Based on the above findings, we next examined the effect of Abcg1 and Abcb4 gene knockdown on OCL formation and cell–cell fusion by means of siRNA transduction. Electroporation of Abcg1 siRNA decreased the expression level of Abcg1 mRNA in WT OCLs to less than 10% compared with scramble RNA transduction, whereas the mRNA levels of Abcb4 were not altered (Fig. 6A). In contrast, Abcb4 siRNA transduction caused a significant reduction in Abcb4, but not Abcg1, mRNA expression (Fig. 6A). We found that the number, cell size and cell–cell fusion index of the OCLs formed in culture were attenuated by knockdown of Abcg1 or Abcb4 mRNAs in WT OCLs (Fig. 6B,C), whereas the mRNA expression of osteoclast differentiation-related molecules was not changed (Fig. S5).

Furthermore, we confirmed the role of ABCG1 in cell–cell fusion of OCLs using Abcg1 sKO mice. As shown in Fig. 7A, the number of OCLs formed in the culture of Abcg1 sKO OCL precursors in response to M-CSF and sRANKL decreased to 75% of that of WT OCLs. The average area and the fusion index were also reduced by approximately 50% of those in WT OCLs. Consistent with the decrease in OCL formation, PE translocation to the outer leaflet of the plasma membrane was also diminished by Abcg1 gene deletion, indicating that ABCG1 abrogation caused impaired cell–cell fusion (Fig. 7B). The mRNA levels of osteoclast differentiation-related molecules in the Abcg1 sKO osteoclastic cells were equivalent to the levels in WT cells during OCL formation (Fig. S6).
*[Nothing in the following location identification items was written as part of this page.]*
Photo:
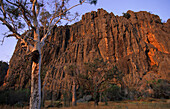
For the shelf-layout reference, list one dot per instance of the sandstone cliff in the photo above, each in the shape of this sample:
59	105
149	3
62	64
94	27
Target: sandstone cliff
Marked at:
139	45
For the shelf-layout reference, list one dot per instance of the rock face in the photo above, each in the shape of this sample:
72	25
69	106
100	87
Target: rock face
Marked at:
139	45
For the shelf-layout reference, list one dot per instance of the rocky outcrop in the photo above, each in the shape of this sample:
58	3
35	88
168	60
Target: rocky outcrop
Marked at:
138	45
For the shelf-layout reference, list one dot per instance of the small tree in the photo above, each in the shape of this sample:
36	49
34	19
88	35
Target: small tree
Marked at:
97	75
33	15
72	73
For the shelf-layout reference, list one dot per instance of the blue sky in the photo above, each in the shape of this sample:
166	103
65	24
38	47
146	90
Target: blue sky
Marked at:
158	7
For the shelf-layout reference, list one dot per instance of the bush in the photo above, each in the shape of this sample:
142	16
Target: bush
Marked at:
113	93
126	15
15	97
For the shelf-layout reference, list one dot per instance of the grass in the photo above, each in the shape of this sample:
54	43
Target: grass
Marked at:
156	104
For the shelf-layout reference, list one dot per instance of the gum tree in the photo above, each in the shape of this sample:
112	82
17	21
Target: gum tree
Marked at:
26	17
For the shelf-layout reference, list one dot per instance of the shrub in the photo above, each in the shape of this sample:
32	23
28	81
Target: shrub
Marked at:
126	15
113	93
15	97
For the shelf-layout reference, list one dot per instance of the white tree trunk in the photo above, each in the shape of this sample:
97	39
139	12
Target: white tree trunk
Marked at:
74	101
35	99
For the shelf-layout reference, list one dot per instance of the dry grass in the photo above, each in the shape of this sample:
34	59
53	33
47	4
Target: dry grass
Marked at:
156	104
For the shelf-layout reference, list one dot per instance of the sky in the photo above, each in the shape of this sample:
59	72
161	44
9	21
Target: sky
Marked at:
158	7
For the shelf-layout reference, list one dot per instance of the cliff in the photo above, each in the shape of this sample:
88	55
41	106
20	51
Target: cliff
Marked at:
137	43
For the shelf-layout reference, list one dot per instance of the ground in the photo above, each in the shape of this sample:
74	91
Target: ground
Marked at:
144	104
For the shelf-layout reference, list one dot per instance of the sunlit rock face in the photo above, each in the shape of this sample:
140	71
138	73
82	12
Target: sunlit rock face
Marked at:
138	45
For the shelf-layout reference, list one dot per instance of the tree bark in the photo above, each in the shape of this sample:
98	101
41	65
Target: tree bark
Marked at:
74	103
35	99
96	96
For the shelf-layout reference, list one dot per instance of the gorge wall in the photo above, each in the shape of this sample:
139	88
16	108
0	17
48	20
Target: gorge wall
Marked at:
138	45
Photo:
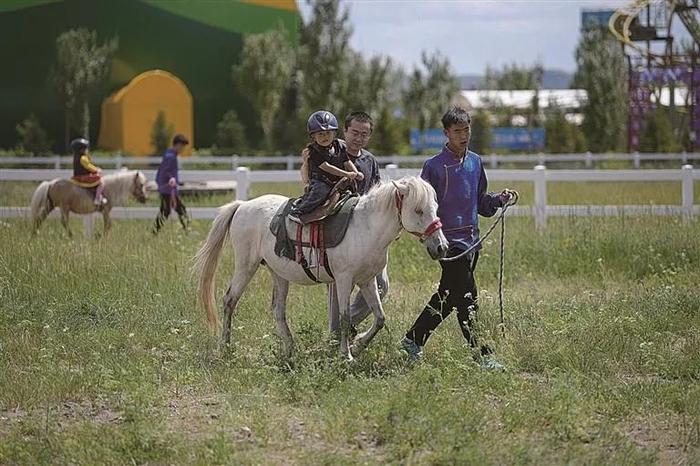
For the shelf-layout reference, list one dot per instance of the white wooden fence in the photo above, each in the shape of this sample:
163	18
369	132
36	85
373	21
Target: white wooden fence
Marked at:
293	161
540	176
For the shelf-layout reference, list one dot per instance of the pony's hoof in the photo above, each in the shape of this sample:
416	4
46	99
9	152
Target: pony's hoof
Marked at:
356	348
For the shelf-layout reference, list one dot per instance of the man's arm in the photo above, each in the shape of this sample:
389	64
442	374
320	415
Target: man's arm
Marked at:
488	202
376	177
350	167
328	168
87	165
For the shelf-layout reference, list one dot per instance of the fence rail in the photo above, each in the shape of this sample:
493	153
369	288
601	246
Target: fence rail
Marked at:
294	161
539	176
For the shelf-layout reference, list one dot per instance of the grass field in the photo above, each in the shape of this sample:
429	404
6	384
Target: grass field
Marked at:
105	358
558	193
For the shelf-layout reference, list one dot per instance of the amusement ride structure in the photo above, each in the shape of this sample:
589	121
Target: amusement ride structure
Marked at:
659	70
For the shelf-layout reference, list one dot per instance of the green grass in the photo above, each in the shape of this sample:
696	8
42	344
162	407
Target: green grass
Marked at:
105	358
18	193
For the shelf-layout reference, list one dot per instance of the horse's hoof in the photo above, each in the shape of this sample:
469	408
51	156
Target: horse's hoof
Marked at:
356	349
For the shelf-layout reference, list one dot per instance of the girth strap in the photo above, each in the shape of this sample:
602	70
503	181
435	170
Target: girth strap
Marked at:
316	241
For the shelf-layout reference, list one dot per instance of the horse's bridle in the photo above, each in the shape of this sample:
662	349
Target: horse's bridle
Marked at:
434	226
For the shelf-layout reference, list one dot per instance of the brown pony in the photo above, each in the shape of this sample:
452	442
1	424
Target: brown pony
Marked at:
70	197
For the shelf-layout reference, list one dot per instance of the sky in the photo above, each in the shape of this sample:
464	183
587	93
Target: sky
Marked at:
471	33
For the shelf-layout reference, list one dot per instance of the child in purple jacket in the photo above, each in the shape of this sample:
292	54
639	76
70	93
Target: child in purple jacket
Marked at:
168	180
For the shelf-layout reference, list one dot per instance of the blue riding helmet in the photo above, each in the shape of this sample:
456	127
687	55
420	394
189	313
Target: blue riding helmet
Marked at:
322	120
79	145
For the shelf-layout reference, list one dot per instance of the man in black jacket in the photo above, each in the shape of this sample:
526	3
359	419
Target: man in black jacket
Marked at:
358	130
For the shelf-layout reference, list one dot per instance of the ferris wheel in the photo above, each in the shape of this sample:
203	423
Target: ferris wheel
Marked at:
657	65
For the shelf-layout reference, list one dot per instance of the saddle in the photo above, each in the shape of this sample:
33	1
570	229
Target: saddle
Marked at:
332	204
297	242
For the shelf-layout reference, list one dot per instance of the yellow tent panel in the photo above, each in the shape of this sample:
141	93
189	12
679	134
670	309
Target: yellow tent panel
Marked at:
128	114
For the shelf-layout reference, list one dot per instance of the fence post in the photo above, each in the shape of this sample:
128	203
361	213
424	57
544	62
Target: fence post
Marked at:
242	183
540	196
89	225
687	191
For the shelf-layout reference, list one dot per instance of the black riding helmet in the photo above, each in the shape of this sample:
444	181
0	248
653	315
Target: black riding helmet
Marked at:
79	146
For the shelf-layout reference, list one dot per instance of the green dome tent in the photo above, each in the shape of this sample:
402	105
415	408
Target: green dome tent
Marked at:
196	40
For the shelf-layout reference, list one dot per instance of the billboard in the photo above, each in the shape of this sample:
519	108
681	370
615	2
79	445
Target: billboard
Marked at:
518	139
595	18
506	138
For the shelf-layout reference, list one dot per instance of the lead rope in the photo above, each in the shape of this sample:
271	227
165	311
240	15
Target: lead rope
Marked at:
500	277
502	253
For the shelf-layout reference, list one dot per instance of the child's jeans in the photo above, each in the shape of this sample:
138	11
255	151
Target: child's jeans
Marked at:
316	195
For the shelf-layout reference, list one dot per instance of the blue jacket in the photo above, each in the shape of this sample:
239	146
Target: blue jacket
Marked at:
168	169
460	185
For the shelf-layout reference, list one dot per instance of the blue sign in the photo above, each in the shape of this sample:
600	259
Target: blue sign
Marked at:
431	138
517	138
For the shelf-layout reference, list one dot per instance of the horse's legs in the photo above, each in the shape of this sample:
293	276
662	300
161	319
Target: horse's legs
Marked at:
40	218
106	220
279	307
371	294
343	286
241	277
64	220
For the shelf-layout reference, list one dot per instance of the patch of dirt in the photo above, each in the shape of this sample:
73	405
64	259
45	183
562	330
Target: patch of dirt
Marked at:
674	439
63	414
201	416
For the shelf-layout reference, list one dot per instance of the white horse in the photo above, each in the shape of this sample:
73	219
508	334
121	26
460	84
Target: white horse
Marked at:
70	197
378	219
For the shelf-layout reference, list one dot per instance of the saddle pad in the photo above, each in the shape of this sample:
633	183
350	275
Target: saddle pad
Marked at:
334	226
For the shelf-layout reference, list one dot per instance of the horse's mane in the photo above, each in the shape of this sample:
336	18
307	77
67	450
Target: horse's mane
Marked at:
381	195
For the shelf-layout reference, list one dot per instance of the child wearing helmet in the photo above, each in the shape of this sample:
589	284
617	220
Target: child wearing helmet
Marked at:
325	163
85	174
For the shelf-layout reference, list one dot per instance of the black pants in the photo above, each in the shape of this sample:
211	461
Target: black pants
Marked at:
457	291
316	195
165	212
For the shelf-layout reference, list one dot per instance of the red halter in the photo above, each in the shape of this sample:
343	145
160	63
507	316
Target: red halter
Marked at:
434	226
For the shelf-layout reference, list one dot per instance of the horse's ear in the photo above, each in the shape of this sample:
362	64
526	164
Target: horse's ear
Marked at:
400	187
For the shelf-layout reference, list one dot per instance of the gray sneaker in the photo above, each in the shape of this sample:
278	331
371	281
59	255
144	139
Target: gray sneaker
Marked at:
414	351
489	363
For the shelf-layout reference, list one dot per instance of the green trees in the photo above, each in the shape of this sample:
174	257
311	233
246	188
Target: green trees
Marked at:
430	89
267	62
514	77
481	132
230	134
82	64
658	133
602	72
562	136
285	84
32	137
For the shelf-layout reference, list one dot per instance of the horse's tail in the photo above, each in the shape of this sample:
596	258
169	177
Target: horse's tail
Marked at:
207	258
41	203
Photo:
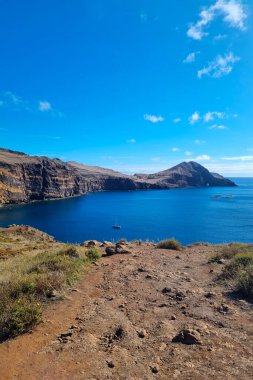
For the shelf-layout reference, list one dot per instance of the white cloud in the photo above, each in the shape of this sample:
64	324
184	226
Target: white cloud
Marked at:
190	58
194	118
144	16
45	106
156	159
153	118
232	11
9	99
210	116
220	37
220	66
216	126
239	158
203	157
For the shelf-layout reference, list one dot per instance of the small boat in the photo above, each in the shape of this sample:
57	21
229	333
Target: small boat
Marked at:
116	227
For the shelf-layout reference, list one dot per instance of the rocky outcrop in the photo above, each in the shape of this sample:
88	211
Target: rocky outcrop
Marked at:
25	178
184	175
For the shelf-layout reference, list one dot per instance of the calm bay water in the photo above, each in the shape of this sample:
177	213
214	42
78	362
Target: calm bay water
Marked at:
187	214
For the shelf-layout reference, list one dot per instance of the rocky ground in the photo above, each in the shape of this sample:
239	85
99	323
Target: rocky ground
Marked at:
146	314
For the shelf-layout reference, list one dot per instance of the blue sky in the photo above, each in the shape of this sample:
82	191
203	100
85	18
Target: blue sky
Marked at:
136	85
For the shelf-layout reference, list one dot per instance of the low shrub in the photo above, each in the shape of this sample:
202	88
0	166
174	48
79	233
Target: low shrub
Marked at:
228	252
244	282
70	250
35	279
169	244
199	244
19	316
238	265
93	254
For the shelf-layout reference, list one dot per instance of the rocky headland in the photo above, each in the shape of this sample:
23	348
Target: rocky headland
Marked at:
25	178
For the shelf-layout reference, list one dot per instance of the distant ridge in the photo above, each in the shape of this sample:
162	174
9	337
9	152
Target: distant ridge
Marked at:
25	178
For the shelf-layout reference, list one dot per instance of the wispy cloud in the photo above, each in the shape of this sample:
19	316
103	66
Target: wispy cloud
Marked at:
45	106
194	118
191	57
220	66
217	126
156	159
220	37
10	100
203	157
143	16
232	11
131	141
239	158
153	118
210	116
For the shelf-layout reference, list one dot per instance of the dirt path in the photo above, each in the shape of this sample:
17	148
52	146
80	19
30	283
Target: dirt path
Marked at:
120	321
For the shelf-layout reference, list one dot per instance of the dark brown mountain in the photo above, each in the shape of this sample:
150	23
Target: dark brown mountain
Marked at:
25	178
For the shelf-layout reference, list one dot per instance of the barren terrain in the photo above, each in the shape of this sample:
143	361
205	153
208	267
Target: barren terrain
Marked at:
124	318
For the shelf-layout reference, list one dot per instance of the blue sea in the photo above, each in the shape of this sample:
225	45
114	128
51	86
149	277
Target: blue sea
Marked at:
189	215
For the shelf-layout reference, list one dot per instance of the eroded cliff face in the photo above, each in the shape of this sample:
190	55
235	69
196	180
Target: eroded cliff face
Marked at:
25	178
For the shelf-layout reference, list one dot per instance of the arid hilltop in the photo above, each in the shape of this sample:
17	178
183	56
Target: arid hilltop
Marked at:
25	178
141	312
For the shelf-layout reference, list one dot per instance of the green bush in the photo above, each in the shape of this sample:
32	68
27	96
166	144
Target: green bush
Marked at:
19	316
229	251
169	244
199	244
36	279
244	282
93	254
239	263
71	251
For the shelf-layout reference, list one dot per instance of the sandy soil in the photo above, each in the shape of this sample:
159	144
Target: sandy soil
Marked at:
120	320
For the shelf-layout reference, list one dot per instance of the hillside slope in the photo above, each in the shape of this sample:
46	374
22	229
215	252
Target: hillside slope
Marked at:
120	322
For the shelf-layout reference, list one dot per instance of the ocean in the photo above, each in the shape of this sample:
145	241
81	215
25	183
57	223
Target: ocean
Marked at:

Abcg1 is well known as a target gene of nuclear liver X receptor (LXR) (Sabol et al., 2005). Thus, we examined the effects of the LXR antagonist GSK 2033 (Griffett and Burris, 2016) and LXR agonist GW 3965 (Joseph et al., 2002) on OCL formation and on the mRNA levels of Abcg1 in WT OCL culture in the presence of M-CSF and sRANKL. LXRα and LXRβ mRNAs were constantly expressed during OCL differentiation from WT OCL precursors (Fig. 8A). The addition of GSK 2033 to the culture of WT OCLs greatly attenuated OCL formation and decreased expression of Abcg1 mRNA (Fig. 8B-D). In contrast, the addition of GW 3965 to the culture of LDLR sKO OCLs restored the expression of Abcg1 mRNA up to approximately 140% of the expression level of WT OCLs. At the same time, the OCL formation also augmented and the increased number of OCLs became equivalent to the level of WT OCL formation (Fig. 8E-G). These results suggest the involvement of LXR in the cell–cell fusion of OCLs associated with PE translocation to the outer leaflet of the plasma membrane.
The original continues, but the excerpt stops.